Un compromis temporaire discuté avec Oman
Le président américain, en déplacement en Californie, a affirmé mardi que les discussions en cours étaient « très bonnes » et que Téhéran voulait conclure. Interrogé de nouveau avant d'embarquer à bord d'Air Force One pour Las Vegas, il a estimé qu'un accord pourrait intervenir « demain (mercredi) ou le jour d'après ».
Le secrétaire d'État américain Marco Rubio avait évoqué mardi des « progrès » dans les pourparlers avec l'Iran et Oman, les deux pays riverains du détroit d'Ormuz. Selon Axios, qui cite des « sources régionales », le schéma discuté porterait sur un dispositif transitoire de 60 jours pour organiser la navigation entre les eaux iraniennes et omanaises.
D'après Axios, les navires entrant dans le détroit utiliseraient une route septentrionale située dans les eaux iraniennes, tandis que les bâtiments sortants emprunteraient un couloir méridional dans les eaux contrôlées par Oman. Le projet ne prévoirait ni péage ni droit de passage, et la voie centrale serait déminée pendant cette période de 60 jours.
Le dossier nucléaire reste lié à la réouverture
L'émir du Qatar cheikh Tamim ben Hamad al-Thani et Donald Trump se sont entretenus mardi par téléphone des efforts visant à « apaiser les tensions » entre Washington et Téhéran et à « rapprocher les deux parties », selon un communiqué du palais qatari. L'Iran avait toutefois démenti lundi toute négociation directe avec Washington, en affirmant discuter avec Oman.
Le protocole d'accord signé en juin avait lancé un processus de 60 jours destiné à mettre fin durablement à la guerre au Moyen-Orient et à traiter plusieurs dossiers, dont le programme nucléaire iranien.
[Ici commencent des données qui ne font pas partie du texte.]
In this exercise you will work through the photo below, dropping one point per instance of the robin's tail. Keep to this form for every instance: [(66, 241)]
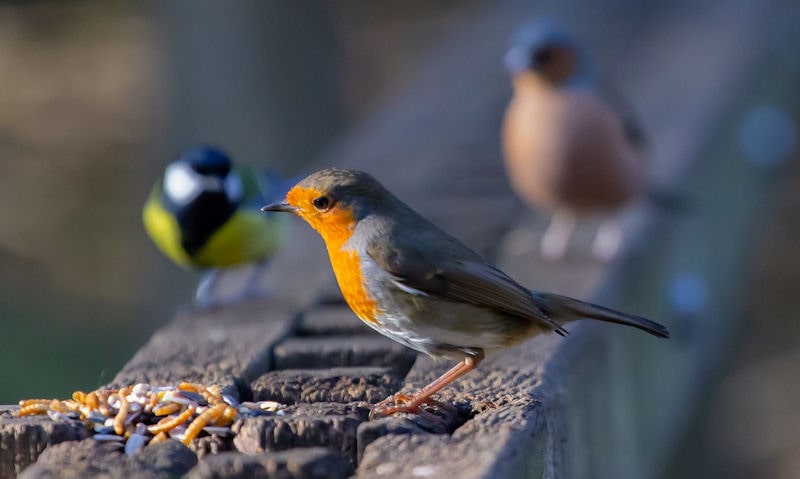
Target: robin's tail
[(563, 309)]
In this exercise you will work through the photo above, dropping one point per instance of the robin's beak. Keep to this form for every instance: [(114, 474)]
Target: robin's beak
[(282, 207)]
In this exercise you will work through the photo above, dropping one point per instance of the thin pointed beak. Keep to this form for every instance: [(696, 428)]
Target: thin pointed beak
[(282, 207)]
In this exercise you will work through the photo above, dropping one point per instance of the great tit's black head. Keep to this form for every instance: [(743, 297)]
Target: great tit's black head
[(202, 171), (207, 161), (201, 190)]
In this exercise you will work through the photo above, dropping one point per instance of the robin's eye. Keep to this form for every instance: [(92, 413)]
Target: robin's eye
[(321, 203)]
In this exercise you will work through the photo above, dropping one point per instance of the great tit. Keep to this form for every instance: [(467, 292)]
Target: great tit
[(204, 214)]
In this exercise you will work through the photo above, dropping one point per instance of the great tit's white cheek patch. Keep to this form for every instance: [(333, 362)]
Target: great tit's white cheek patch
[(181, 183)]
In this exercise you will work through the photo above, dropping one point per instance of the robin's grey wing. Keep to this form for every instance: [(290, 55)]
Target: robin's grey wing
[(463, 280)]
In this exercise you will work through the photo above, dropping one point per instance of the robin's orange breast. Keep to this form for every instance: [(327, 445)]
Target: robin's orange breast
[(347, 268)]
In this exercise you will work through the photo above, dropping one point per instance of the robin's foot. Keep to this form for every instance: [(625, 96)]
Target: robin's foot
[(412, 404)]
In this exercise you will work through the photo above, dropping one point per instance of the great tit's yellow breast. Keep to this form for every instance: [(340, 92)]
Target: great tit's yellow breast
[(247, 236), (165, 232)]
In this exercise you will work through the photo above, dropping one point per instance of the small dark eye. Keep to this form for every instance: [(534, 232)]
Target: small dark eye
[(321, 203)]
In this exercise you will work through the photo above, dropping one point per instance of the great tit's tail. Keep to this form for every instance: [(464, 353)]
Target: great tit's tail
[(563, 309)]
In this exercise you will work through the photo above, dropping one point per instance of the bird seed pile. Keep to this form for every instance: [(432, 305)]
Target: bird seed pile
[(138, 415)]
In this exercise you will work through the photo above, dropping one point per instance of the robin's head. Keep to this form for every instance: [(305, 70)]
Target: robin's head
[(544, 49), (333, 200)]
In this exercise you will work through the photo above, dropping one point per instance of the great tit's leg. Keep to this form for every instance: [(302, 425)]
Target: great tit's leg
[(204, 296)]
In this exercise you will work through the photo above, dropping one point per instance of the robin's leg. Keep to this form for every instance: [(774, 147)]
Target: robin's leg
[(404, 403), (556, 237)]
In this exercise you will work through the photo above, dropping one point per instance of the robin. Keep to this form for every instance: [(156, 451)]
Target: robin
[(566, 146), (416, 284), (204, 214)]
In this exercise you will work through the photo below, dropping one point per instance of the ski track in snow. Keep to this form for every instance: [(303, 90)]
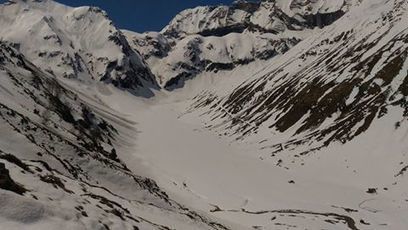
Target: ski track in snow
[(228, 179)]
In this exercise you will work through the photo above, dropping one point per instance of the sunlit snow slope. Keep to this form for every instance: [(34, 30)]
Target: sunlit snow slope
[(273, 115)]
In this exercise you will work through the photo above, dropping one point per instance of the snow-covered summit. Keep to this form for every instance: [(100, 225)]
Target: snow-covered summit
[(81, 43), (214, 38)]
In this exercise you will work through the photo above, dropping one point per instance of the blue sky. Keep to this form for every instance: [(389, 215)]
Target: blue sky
[(142, 15)]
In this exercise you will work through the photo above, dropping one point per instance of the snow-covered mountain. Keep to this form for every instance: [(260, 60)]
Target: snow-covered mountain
[(331, 87), (80, 43), (59, 161), (212, 38), (276, 114)]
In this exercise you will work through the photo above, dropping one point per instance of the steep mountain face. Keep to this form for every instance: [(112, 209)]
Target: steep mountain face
[(59, 165), (76, 43), (314, 95), (330, 88), (220, 38)]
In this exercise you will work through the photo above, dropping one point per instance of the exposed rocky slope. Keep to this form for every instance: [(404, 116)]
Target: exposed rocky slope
[(59, 163), (332, 87)]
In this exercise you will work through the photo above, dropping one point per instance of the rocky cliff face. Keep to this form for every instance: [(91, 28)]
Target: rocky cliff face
[(330, 88)]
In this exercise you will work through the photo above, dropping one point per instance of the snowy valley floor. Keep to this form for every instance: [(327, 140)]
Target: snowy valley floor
[(232, 182)]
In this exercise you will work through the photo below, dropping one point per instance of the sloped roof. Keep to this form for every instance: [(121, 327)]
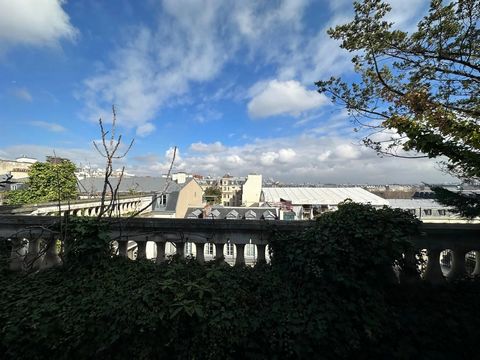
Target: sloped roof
[(321, 196), (221, 212), (415, 204), (144, 184)]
Il avait aussi permis une reprise du trafic dans le détroit, fermé par l'Iran depuis le début de la guerre, tandis que les États-Unis avaient imposé en retour un blocus des ports iraniens.
Selon l'Energy Information Administration américaine, les flux de brut, condensats et produits pétroliers par Ormuz sont tombés à 14,6 millions de barils par jour au premier trimestre 2026, contre 20,7 millions au quatrième trimestre 2025. Les flux de GNL y ont reculé à 7,3 milliards de pieds cubes par jour sur la même période, contre 10,1 milliards au trimestre précédent, d'après les données publiées par l'agence en mai 2026.
Le marché pétrolier réagit aux signaux diplomatiques
La reprise des échanges diplomatiques a pesé sur les cours du pétrole à Wall Street, puis sur les marchés asiatiques mercredi matin. À 03H30, le Brent de la mer du Nord cédait 1,12 %, à 78,47 dollars le baril, tandis que le WTI américain reculait de 1,37 %, à 74,73 dollars.
L'amélioration née du protocole de juin avait été brève. Les hostilités ont repris début juillet, ce qui a fait éclater l'accord, et l'Iran a durci ses contrôles après la reprise des frappes américaines. Les navires qui tentent de franchir le détroit sans autorisation de Téhéran sont régulièrement visés.
Dans la nuit de lundi à mardi, un cargo qui essayait de traverser le détroit a été touché par un projectile, provoquant un incendie. Un membre d'équipage est porté disparu, selon la société de sécurité britannique Vanguard Tech.
Les exigences iraniennes se heurtent à Washington
L'Iran refuse un retour au régime de navigation antérieur à la guerre et n'autorise actuellement qu'un itinéraire longeant ses côtes. Téhéran envisage des frais de service, rejetés par les États-Unis et d'autres pays et contraires au droit international de la mer.
Donald Trump a déjà menacé ces derniers jours de « frapper fort » la République islamique avant de suspendre ses plans. Depuis le début du conflit, le président américain alterne déclarations optimistes sur une issue négociée et avertissements militaires contre l'Iran.
En mer Rouge, autre front rouvert depuis la reprise des hostilités mi-juillet entre les rebelles houthis du Yémen, alliés de l'Iran, et l'Arabie saoudite, un navire indien a coulé mardi après une attaque, selon un responsable local yéménite. Les autorités indiennes ont indiqué que les 14 membres d'équipage avaient été secourus.
Le gouvernement yéménite a attribué cette attaque aux Houthis. Ces rebelles ont annoncé le 20 juillet un blocus maritime des ports saoudiens et ont visé plusieurs navires, avant des frappes de représailles menées par la coalition militaire dirigée par Riyad contre des installations militaires houthies.